Conventionally, a pressure sensor is proposed as the above type of the semiconductor device (see, for example, the patent literature 1). Specifically, the pressure sensor includes a first substrate having one surface and an opposite surface. On the first substrate, a diaphragm portion is arranged by forming a concavity on the opposite surface, and further, multiple gauge resistors are formed on the diaphragm portion so as to provide a bridge circuit. More specifically, a well layer having a N conductive type is formed in the first substrate, and multiple gauge resistors are formed in the well layer. The second substrate (i.e., a cap substrate) is bonded to the one surface of the first substrate so as to form the air tight chamber between the first substrate and the second substrate and to seal the gauge resistors in the air tight chamber.
A diffusion wiring layer is formed in the first substrate by diffusing an impurity having a P conductive type in the well layer, and the diffusion wiring layer is appropriately and electrically connected to multiple gauge resistors. The diffusion wiring layer on the one surface of the first substrate is also bonded to the second substrate.
The above pressure sensor is used for detecting pressure of an oil discharged from an oil pump, for example. When a measurement medium is introduced into the concavity formed in the first substrate, the diaphragm is deformed in accordance with a pressure difference between the pressure of the measurement medium and the pressure in the air tight chamber (as a reference pressure chamber). Accordingly, the gauge resistor formed on the diaphragm is also deformed, so that the output voltage of the bridge circuit is varied, and the sensor signal according to the pressure difference is output.
However, as described above, when the device includes the diffusion wiring layer, a micro protrusion is formed since an impurity concentration in the diffusion wiring layer is different from an impurity concentration in a portion in which the diffusion wiring layer is not formed. Since the micro protrusion is formed by the difference of the impurity concentration, the protrusion is formed along a boundary between the diffusion wiring layer and the portion in which the diffusion wiring layer is not formed. Accordingly, when the first substrate is bonded to the second substrate, a space (i.e., a loose bonding portion) attributed to the protrusion is formed between the first substrate and the second substrate.
Then, for example, as shown in regions A to D in FIG. 8, the diffusion wiring layer J19a to J19d may reach an edge of the one surface of the first substrate. Specifically, the boundary between the diffusion wiring layer J19a to J19d and a region in which the diffusion wiring layer J19a to J19d is not formed is disposed at the edge of the one surface of the first substrate. Here, a dotted line in FIG. 8 shows the boundary between a portion arranged in the air tight chamber and a portion connected to the second substrate. In FIG. 8, the diffusion wiring layers J19a to J19d are hatched to easily understand the drawing although the drawing is not a cross sectional view.

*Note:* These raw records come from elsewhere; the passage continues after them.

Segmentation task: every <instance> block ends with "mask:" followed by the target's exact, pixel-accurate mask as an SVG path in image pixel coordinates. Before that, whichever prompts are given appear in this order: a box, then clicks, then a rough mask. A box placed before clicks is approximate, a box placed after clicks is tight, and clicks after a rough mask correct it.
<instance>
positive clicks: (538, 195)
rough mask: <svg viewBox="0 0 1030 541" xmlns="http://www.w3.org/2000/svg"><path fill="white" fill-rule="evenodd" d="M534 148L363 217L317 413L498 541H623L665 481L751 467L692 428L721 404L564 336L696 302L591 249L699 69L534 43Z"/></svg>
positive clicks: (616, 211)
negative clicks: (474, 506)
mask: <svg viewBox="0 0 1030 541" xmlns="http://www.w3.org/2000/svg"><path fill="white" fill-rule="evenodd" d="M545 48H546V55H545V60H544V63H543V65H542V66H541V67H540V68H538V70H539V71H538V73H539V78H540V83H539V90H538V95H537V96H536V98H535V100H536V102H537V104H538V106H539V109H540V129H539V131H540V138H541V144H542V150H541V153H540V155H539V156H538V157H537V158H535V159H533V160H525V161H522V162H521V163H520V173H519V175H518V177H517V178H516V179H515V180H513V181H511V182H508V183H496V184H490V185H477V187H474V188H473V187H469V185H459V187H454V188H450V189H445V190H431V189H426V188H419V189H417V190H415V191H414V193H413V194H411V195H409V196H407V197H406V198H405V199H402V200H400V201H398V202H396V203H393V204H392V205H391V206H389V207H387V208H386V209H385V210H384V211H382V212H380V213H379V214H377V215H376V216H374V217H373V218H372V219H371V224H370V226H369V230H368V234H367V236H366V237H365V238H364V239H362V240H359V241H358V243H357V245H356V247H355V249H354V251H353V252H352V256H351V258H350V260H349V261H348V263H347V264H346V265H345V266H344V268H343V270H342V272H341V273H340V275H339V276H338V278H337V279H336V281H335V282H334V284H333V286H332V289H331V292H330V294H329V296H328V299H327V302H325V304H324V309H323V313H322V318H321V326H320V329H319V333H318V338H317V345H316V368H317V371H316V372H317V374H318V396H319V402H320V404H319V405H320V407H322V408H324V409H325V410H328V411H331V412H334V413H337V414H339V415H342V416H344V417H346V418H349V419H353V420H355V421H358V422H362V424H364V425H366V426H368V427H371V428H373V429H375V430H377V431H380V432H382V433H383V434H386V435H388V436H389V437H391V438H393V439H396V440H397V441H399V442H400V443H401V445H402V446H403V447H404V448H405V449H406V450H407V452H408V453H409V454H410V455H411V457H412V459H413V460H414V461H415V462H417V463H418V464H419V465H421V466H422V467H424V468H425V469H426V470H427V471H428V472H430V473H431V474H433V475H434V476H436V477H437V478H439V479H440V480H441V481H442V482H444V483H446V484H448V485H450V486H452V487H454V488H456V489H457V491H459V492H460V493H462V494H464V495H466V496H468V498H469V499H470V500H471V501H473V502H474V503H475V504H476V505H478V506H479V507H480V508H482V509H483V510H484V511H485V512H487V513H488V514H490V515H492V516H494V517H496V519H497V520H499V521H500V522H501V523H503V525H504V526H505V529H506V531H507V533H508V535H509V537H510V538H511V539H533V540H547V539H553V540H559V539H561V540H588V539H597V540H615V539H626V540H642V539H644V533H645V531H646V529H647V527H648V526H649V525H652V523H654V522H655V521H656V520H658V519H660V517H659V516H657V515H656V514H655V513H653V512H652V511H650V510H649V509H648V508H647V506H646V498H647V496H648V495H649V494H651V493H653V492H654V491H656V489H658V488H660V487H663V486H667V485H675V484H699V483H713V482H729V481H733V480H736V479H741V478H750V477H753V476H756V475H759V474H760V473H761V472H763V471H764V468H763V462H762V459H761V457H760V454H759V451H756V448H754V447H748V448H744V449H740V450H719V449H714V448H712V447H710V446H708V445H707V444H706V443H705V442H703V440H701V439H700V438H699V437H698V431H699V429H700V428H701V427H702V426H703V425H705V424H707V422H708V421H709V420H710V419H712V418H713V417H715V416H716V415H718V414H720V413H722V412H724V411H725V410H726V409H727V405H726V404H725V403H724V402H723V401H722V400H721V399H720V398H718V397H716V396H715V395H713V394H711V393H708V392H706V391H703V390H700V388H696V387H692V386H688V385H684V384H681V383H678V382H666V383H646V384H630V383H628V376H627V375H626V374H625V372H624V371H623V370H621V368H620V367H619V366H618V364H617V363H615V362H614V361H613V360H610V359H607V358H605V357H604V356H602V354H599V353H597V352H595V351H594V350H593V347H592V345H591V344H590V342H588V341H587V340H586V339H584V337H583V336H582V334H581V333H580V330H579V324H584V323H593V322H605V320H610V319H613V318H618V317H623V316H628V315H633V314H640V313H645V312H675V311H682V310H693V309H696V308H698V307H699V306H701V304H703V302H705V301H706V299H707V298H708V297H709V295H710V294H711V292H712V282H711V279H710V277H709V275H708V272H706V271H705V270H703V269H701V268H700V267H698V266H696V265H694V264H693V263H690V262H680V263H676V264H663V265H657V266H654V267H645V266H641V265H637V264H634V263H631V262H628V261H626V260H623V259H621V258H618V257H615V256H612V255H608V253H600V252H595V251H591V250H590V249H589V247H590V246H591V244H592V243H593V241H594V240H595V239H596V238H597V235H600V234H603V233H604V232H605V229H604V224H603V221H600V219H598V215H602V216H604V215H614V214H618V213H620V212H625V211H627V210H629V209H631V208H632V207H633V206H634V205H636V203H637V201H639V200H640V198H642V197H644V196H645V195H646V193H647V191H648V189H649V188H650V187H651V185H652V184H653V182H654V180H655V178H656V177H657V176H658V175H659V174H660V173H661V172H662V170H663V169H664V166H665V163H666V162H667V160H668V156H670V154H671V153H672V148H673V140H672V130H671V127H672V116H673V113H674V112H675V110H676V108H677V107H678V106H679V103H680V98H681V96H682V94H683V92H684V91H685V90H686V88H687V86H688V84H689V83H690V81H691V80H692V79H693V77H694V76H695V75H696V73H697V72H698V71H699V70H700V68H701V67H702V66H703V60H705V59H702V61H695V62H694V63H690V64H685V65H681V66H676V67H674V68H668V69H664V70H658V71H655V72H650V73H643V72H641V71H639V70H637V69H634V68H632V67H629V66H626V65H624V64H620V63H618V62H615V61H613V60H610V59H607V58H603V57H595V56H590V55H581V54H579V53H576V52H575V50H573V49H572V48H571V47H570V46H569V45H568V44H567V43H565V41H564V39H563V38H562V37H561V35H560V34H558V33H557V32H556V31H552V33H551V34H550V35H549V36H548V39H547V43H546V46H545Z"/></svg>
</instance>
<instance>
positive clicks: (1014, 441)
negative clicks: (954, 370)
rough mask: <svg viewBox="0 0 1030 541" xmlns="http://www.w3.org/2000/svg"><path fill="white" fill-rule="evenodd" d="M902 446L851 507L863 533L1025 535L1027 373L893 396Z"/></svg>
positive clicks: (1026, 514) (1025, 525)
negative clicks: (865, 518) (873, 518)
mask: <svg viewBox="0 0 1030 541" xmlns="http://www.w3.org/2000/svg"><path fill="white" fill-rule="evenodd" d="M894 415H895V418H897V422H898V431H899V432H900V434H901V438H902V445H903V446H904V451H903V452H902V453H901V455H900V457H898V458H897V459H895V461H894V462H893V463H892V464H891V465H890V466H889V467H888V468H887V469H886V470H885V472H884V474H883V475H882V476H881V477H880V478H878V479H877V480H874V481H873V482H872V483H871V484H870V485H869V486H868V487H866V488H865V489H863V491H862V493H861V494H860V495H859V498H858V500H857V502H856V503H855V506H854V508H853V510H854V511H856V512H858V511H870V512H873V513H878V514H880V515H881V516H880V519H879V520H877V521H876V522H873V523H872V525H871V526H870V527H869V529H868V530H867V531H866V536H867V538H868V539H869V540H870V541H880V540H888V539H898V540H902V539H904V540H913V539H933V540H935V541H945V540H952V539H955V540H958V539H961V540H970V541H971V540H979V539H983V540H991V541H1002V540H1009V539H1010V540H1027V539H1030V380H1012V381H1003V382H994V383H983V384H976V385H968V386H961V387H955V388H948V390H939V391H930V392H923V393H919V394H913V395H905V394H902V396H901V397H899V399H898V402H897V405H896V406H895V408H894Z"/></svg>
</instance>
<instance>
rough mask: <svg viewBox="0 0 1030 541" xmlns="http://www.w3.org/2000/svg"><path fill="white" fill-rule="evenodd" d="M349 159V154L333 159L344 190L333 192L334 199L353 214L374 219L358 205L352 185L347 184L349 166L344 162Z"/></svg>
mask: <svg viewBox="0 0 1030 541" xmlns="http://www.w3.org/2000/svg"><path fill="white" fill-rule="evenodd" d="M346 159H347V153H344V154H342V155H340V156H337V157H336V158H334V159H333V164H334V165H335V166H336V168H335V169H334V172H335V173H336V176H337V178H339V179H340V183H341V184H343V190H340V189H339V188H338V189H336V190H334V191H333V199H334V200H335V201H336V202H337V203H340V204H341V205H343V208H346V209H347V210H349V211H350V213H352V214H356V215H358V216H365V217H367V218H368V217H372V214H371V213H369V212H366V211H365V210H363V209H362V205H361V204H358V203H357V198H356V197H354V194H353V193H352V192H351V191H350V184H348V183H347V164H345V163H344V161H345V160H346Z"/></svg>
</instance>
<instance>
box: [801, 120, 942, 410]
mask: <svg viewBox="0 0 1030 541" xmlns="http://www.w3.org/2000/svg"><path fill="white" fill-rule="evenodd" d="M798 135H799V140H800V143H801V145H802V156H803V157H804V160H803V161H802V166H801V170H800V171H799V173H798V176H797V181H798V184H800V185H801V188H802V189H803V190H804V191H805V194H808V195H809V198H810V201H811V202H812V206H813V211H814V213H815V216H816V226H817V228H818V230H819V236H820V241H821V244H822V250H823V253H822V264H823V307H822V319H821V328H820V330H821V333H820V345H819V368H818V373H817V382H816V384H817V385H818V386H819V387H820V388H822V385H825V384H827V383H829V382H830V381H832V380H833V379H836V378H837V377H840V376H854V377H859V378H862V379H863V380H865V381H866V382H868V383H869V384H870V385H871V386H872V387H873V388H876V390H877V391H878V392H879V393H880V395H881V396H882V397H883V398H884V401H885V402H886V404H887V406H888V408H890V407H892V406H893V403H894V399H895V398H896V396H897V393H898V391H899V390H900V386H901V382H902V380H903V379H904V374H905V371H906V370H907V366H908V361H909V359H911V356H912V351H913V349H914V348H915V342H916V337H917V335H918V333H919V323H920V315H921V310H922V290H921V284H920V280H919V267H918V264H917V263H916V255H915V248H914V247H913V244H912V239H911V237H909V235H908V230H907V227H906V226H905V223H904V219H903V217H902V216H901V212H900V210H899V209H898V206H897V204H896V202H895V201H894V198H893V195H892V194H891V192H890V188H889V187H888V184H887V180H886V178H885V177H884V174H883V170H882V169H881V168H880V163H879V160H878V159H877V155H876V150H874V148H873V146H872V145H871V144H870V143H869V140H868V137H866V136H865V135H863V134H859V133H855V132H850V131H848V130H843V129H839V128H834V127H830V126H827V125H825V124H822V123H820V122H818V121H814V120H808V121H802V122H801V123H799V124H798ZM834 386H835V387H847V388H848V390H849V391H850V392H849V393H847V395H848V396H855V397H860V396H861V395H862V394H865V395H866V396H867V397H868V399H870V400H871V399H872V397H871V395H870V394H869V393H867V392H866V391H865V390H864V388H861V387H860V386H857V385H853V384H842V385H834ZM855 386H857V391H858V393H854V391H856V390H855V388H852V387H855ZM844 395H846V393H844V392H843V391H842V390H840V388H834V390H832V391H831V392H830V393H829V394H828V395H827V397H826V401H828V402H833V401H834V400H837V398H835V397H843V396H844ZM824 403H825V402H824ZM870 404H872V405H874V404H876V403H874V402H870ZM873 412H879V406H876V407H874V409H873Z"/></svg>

In the above case, as described above, the protrusion is formed between the diffusion wiring layer and the region in which the diffusion wiring layer is not formed. When the space attributed to the protrusion is formed between the first substrate and the second substrate, the space is communicated with an outside air. Accordingly, the air tight chamber is communicated with the outside air via the space attributed to the protrusion, and therefore, leakage of the air tight chamber may occur.